Labor’s plan to limit the refundability of dividend franking credits could affect Australian securities worth $500 billion — almost a quarter of the Australian Securities Exchange — and it could lead some investors to take greater risks to replace lost income, according to Morgan Stanley.

Investors affected by the plan, mainly self-funded retirees focused on maximising after-tax income, may sell Rio Tinto, Wesfarmers and South32 in particular in favour of higher-yielding securities like hybrids, said Morgan Stanley’s head of wealth management research, Nathan Lim.

Based on Labor’s figure that it will claw back at least $5.6bn a year, and assuming a 3.95 per cent dividend yield for the S&P/ASX 300, franked at 57.5 per cent, Mr Lim said the value of shares and hybrid securities needed to generate such an amount of cash refund is well over $500bn.

“We are unable to verify the robustness of the ALP’s estimate, but on the surface we believe it is sufficient to say this policy change could affect a significant amount of capital.”

It comes after the Liberal Party leadership spill last month lifted the prospect of a Labor win.

“Of all Labor’s policies, the plan to limit dividend franking credits has generated significant investor attention,” Mr Lim said.

“To be clear, we do not forecast political outcomes, although we have observed that the incumbent Liberal-National Coalition has consistently trailed the ALP in the polls since the last election.”

The ALP has estimated that the current “flaw” in the franking system will cost the government up to $8bn a year, which is in their opinion unaffordable.

Initially set up to stop company profits from being taxed twice by the government — at the company level and again after shareholders receive their dividends — dividend imputation sees shareholders receive a credit as recognition that the company had already paid tax on the profits.

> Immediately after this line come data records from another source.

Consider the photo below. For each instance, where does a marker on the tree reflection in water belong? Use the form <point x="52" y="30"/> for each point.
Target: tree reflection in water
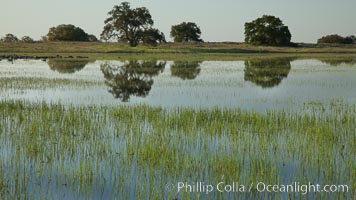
<point x="186" y="70"/>
<point x="267" y="73"/>
<point x="133" y="78"/>
<point x="67" y="66"/>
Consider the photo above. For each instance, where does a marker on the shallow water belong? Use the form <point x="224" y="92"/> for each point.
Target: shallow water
<point x="259" y="84"/>
<point x="103" y="151"/>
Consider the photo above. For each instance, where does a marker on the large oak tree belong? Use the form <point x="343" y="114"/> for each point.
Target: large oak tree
<point x="130" y="24"/>
<point x="186" y="32"/>
<point x="267" y="30"/>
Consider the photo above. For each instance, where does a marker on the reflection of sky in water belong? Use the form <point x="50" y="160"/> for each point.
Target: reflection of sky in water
<point x="219" y="83"/>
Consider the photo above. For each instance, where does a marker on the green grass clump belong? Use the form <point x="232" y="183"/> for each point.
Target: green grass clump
<point x="132" y="152"/>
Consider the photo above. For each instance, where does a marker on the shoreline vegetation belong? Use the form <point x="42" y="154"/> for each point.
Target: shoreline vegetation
<point x="169" y="51"/>
<point x="114" y="149"/>
<point x="207" y="47"/>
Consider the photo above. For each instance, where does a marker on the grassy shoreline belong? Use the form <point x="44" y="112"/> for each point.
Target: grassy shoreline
<point x="126" y="148"/>
<point x="170" y="48"/>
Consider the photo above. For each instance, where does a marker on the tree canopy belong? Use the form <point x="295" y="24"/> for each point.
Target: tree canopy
<point x="186" y="32"/>
<point x="27" y="39"/>
<point x="267" y="30"/>
<point x="133" y="25"/>
<point x="9" y="38"/>
<point x="67" y="32"/>
<point x="337" y="39"/>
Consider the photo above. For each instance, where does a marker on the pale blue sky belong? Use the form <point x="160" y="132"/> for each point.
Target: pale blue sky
<point x="219" y="20"/>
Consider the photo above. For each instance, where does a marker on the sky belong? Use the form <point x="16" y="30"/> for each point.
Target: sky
<point x="219" y="21"/>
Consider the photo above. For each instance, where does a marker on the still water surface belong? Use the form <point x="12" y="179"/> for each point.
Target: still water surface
<point x="259" y="84"/>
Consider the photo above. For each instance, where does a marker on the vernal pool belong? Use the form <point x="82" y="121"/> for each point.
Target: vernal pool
<point x="256" y="84"/>
<point x="139" y="129"/>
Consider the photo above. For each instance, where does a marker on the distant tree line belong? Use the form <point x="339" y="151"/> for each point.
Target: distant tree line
<point x="135" y="26"/>
<point x="337" y="39"/>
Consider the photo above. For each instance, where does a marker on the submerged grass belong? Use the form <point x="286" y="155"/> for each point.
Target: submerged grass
<point x="133" y="152"/>
<point x="27" y="83"/>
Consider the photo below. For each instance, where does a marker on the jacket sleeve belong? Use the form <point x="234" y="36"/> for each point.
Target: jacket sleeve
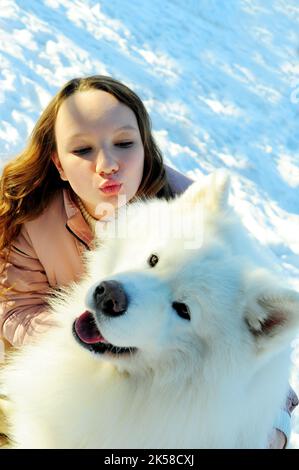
<point x="23" y="307"/>
<point x="178" y="182"/>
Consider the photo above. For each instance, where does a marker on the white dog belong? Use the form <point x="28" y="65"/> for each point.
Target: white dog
<point x="178" y="337"/>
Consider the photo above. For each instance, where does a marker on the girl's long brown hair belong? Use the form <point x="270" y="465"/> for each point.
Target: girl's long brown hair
<point x="29" y="181"/>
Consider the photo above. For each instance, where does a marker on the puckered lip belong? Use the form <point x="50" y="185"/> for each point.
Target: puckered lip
<point x="110" y="184"/>
<point x="87" y="334"/>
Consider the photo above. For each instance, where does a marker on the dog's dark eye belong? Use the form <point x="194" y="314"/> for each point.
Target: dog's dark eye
<point x="182" y="310"/>
<point x="153" y="260"/>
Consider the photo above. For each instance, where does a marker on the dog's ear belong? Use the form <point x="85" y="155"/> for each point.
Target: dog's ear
<point x="212" y="192"/>
<point x="272" y="315"/>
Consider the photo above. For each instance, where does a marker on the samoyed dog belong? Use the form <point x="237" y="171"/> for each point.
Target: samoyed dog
<point x="178" y="337"/>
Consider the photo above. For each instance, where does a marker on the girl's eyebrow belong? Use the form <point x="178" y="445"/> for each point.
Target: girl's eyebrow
<point x="84" y="134"/>
<point x="126" y="128"/>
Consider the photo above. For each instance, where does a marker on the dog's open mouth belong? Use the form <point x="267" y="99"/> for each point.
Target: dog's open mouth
<point x="89" y="336"/>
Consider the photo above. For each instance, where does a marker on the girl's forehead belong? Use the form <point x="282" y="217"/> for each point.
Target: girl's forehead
<point x="91" y="110"/>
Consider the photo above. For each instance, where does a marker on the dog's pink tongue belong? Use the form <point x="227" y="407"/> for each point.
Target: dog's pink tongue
<point x="86" y="329"/>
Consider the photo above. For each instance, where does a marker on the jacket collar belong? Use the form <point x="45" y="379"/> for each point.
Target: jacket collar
<point x="75" y="220"/>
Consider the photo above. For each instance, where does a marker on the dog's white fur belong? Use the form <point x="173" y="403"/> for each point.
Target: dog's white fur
<point x="216" y="381"/>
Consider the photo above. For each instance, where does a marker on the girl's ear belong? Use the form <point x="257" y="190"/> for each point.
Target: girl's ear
<point x="56" y="161"/>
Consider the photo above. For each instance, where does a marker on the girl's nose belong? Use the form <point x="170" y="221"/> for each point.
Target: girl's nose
<point x="105" y="164"/>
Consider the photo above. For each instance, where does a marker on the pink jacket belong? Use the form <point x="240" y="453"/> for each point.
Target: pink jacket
<point x="47" y="254"/>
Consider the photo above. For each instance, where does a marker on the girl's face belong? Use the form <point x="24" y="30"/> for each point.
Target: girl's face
<point x="98" y="142"/>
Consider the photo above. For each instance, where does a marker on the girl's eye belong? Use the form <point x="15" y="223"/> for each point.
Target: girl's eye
<point x="82" y="151"/>
<point x="125" y="144"/>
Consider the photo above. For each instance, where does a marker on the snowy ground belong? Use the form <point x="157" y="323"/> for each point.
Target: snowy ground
<point x="220" y="80"/>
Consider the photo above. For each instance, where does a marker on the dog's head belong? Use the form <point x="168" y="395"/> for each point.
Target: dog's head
<point x="184" y="287"/>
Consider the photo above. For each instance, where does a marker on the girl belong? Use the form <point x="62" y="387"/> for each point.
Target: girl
<point x="92" y="147"/>
<point x="90" y="152"/>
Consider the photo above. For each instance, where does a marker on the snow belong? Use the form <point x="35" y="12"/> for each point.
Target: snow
<point x="220" y="80"/>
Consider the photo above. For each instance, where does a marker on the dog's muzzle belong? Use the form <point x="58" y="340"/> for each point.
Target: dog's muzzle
<point x="110" y="298"/>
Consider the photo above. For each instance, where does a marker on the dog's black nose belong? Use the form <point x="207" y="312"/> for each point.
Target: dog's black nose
<point x="111" y="298"/>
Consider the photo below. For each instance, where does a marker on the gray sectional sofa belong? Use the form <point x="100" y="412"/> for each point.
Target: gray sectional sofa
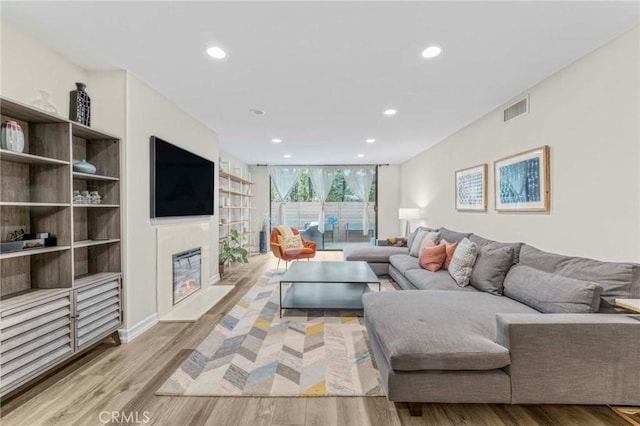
<point x="495" y="341"/>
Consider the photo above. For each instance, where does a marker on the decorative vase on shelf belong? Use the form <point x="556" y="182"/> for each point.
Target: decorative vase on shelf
<point x="80" y="105"/>
<point x="11" y="136"/>
<point x="83" y="166"/>
<point x="44" y="103"/>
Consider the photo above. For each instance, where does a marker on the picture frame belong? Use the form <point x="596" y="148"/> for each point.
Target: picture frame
<point x="522" y="181"/>
<point x="471" y="188"/>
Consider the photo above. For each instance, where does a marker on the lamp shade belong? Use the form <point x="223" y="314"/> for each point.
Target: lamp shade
<point x="408" y="213"/>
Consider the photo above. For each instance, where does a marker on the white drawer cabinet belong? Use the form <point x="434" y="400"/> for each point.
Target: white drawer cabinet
<point x="41" y="329"/>
<point x="97" y="311"/>
<point x="34" y="337"/>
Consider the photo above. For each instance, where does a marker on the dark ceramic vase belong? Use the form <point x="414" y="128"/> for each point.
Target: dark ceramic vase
<point x="80" y="105"/>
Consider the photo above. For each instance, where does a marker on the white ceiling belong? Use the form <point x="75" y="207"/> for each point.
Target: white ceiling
<point x="325" y="71"/>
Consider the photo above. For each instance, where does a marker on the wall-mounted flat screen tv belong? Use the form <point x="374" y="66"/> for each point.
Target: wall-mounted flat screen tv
<point x="181" y="182"/>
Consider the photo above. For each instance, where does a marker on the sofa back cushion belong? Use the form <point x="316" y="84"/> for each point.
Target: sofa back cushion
<point x="491" y="267"/>
<point x="481" y="241"/>
<point x="422" y="236"/>
<point x="551" y="293"/>
<point x="415" y="232"/>
<point x="450" y="249"/>
<point x="452" y="236"/>
<point x="618" y="280"/>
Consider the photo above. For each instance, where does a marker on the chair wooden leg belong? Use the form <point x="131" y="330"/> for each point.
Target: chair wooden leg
<point x="415" y="409"/>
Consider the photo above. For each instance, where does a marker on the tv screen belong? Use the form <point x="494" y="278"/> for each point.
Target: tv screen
<point x="181" y="182"/>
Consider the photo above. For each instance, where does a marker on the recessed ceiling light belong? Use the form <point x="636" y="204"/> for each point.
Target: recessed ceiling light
<point x="216" y="52"/>
<point x="431" y="52"/>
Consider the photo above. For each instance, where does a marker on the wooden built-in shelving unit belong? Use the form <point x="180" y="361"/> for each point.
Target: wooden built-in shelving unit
<point x="56" y="301"/>
<point x="237" y="210"/>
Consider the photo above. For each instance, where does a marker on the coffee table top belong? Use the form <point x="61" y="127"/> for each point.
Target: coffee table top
<point x="330" y="272"/>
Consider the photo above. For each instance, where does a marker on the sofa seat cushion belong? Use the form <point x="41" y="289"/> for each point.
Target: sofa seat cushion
<point x="373" y="254"/>
<point x="439" y="330"/>
<point x="617" y="279"/>
<point x="404" y="262"/>
<point x="440" y="280"/>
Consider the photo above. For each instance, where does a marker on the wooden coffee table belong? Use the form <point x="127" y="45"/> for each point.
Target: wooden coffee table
<point x="326" y="285"/>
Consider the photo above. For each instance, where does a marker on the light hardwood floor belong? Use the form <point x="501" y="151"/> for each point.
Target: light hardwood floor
<point x="116" y="385"/>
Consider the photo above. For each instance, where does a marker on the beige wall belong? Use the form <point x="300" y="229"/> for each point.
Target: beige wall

Labor says an issue arises when a shareholder pays no tax and the credit goes from reducing personal tax to a situation where the shareholder receives cash back from the government.

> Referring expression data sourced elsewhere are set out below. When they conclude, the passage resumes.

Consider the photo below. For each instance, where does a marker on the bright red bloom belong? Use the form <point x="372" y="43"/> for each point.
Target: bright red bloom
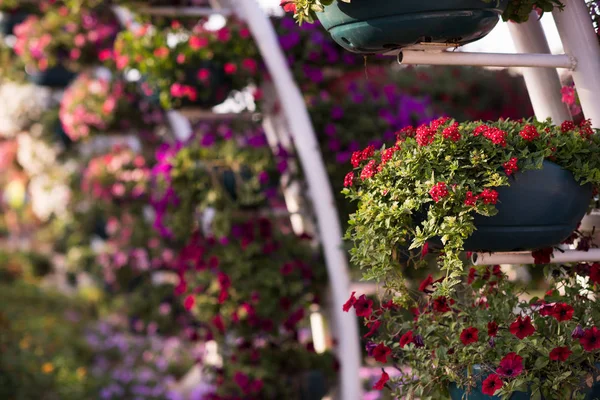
<point x="288" y="6"/>
<point x="350" y="303"/>
<point x="510" y="167"/>
<point x="492" y="329"/>
<point x="560" y="353"/>
<point x="491" y="384"/>
<point x="522" y="327"/>
<point x="452" y="132"/>
<point x="407" y="338"/>
<point x="363" y="306"/>
<point x="489" y="196"/>
<point x="471" y="199"/>
<point x="349" y="179"/>
<point x="511" y="365"/>
<point x="380" y="384"/>
<point x="426" y="283"/>
<point x="562" y="312"/>
<point x="381" y="353"/>
<point x="440" y="304"/>
<point x="469" y="335"/>
<point x="189" y="302"/>
<point x="590" y="340"/>
<point x="529" y="133"/>
<point x="439" y="191"/>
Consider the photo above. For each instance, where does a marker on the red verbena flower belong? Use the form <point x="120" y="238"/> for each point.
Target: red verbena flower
<point x="471" y="199"/>
<point x="522" y="327"/>
<point x="381" y="353"/>
<point x="511" y="365"/>
<point x="562" y="312"/>
<point x="489" y="196"/>
<point x="438" y="191"/>
<point x="380" y="384"/>
<point x="590" y="340"/>
<point x="529" y="133"/>
<point x="510" y="167"/>
<point x="349" y="179"/>
<point x="405" y="339"/>
<point x="363" y="306"/>
<point x="469" y="335"/>
<point x="560" y="354"/>
<point x="492" y="329"/>
<point x="491" y="384"/>
<point x="350" y="303"/>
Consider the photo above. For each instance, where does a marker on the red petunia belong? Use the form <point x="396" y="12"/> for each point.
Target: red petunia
<point x="560" y="353"/>
<point x="380" y="384"/>
<point x="492" y="329"/>
<point x="522" y="327"/>
<point x="426" y="283"/>
<point x="363" y="306"/>
<point x="511" y="365"/>
<point x="590" y="340"/>
<point x="562" y="312"/>
<point x="351" y="301"/>
<point x="381" y="353"/>
<point x="491" y="384"/>
<point x="469" y="335"/>
<point x="407" y="338"/>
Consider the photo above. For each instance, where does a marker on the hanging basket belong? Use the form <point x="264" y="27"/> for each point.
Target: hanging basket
<point x="57" y="77"/>
<point x="9" y="20"/>
<point x="378" y="26"/>
<point x="476" y="393"/>
<point x="539" y="209"/>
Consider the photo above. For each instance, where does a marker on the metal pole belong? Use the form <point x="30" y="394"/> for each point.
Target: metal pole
<point x="579" y="40"/>
<point x="320" y="192"/>
<point x="543" y="84"/>
<point x="485" y="59"/>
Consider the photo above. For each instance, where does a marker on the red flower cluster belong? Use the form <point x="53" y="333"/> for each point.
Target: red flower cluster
<point x="522" y="327"/>
<point x="529" y="133"/>
<point x="439" y="191"/>
<point x="452" y="132"/>
<point x="469" y="335"/>
<point x="510" y="167"/>
<point x="489" y="196"/>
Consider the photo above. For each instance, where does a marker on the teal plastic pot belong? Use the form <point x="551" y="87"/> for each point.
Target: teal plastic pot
<point x="377" y="26"/>
<point x="539" y="209"/>
<point x="54" y="77"/>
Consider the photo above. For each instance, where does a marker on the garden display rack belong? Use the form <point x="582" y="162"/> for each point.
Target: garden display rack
<point x="292" y="125"/>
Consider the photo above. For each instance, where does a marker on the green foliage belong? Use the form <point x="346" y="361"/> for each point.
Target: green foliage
<point x="397" y="210"/>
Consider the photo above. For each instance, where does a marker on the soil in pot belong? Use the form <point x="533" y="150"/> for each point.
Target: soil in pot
<point x="378" y="26"/>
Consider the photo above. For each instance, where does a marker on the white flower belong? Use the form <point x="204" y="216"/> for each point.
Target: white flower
<point x="20" y="105"/>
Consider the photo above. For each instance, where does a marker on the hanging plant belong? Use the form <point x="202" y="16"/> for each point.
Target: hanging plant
<point x="190" y="67"/>
<point x="498" y="186"/>
<point x="92" y="106"/>
<point x="73" y="37"/>
<point x="485" y="340"/>
<point x="380" y="26"/>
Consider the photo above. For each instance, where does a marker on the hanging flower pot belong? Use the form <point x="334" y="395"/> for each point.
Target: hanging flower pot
<point x="378" y="26"/>
<point x="57" y="77"/>
<point x="539" y="209"/>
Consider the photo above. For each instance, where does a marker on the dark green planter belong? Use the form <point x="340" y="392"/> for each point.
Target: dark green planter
<point x="377" y="26"/>
<point x="539" y="209"/>
<point x="457" y="393"/>
<point x="8" y="21"/>
<point x="54" y="77"/>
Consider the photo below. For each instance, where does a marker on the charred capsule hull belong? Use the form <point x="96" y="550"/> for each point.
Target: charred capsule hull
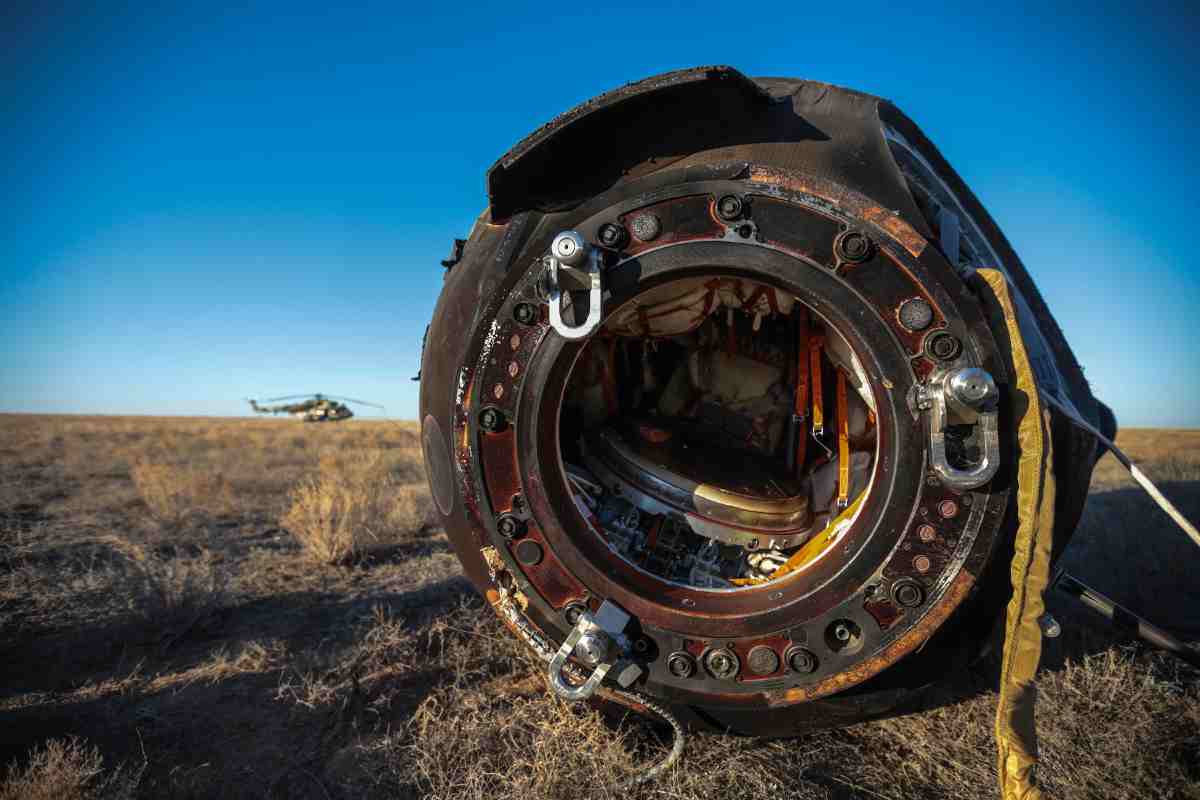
<point x="713" y="377"/>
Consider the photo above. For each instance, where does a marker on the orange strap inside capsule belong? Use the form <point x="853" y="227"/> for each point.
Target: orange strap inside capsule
<point x="815" y="346"/>
<point x="802" y="389"/>
<point x="843" y="444"/>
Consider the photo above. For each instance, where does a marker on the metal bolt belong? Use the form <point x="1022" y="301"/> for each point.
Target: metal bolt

It has proposed that franking credits be ineligible for refundable tax offsets beyond reducing tax obligations to zero, but given a social benefit, charities, not-for-profit institutions and pension recipients will be exempt, reducing the estimated clawback to between $5.6bn and $5.8bn annually by 2021.

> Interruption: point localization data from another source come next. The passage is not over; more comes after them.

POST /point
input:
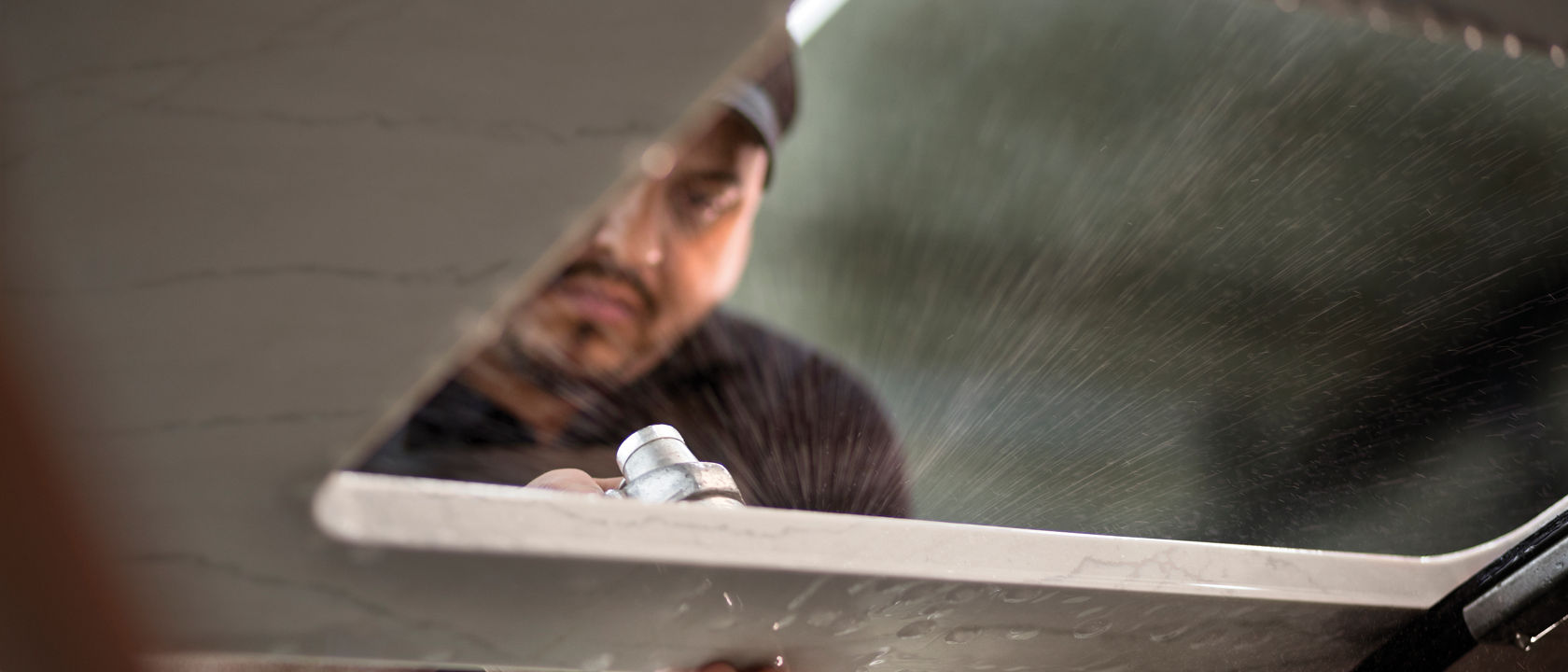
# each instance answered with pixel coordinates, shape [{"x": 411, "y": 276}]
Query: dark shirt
[{"x": 795, "y": 429}]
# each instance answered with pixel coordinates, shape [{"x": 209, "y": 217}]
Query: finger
[{"x": 567, "y": 480}]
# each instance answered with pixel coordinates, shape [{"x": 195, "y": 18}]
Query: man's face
[{"x": 659, "y": 262}]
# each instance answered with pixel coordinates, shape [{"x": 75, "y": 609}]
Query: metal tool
[{"x": 659, "y": 467}]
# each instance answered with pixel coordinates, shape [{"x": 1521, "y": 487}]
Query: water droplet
[
  {"x": 822, "y": 619},
  {"x": 364, "y": 556},
  {"x": 936, "y": 611},
  {"x": 963, "y": 594},
  {"x": 597, "y": 663},
  {"x": 848, "y": 625},
  {"x": 1018, "y": 635},
  {"x": 1092, "y": 628},
  {"x": 917, "y": 628},
  {"x": 700, "y": 589},
  {"x": 1208, "y": 639},
  {"x": 861, "y": 586},
  {"x": 679, "y": 609},
  {"x": 1092, "y": 611},
  {"x": 961, "y": 635},
  {"x": 1170, "y": 635},
  {"x": 440, "y": 655},
  {"x": 1015, "y": 595},
  {"x": 811, "y": 589}
]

While acknowledging Labor’s proposal — that franking credits be ineligible for a refundable tax offset beyond reducing a tax obligation to zero — will reduce “distortions” in the risk/return relationship between particular groups of shares that have seen some investors receiving “outsized benefits” for the level of risk they incur, Mr Lim said some investors would be confronted with a difficult choice: do nothing and accept lower income, or take more risk to generate more income.

For Australian resident investors who aren’t taxpayers and therefore receive cash back from the government as a refund under the current system, the fully-franked yield from shares in the major banks and Telstra will be “very difficult to replace” if Labor’s policy is implemented.

“If you hold bank shares and are likely to be affected by the proposed changes, even at higher risk levels, there is little that can be purchased to replace your lost cash benefits from franking.”

Mr Lim said investors facing this dilemma weren’t likely to sell their bank shares as the incremental risk to get the additional return was likely to be too uncomfortable.

“If you hold hybrids, REITs and bank shares can potentially replace your lost income but at the cost of taking on higher risk,” Mr Lim said. “We are uncertain how many investors would make this adjustment though, given many investors treat hybrids as part of their defensive positioning.”

A petition started by Wilson Asset Management in May to maintain the dividend imputation system has received more than 13,500 signatures. In a poll of 3000 Australians, WAM found 27.9 per cent plan to spend their financial assets to qualify for the age pension asset test.

“Extrapolating this to the Australian public, Labor’s $55.7bn savings estimate is overstated by $16bn without accounting for the additional pension costs,” the fund manager said.

It also found that 68.5 per cent of respondents earn $90,000 or less annually and 52.9 per cent would be forced to reduce their family’s living standard and quality of life in order to accommodate for the dividend imputation changes.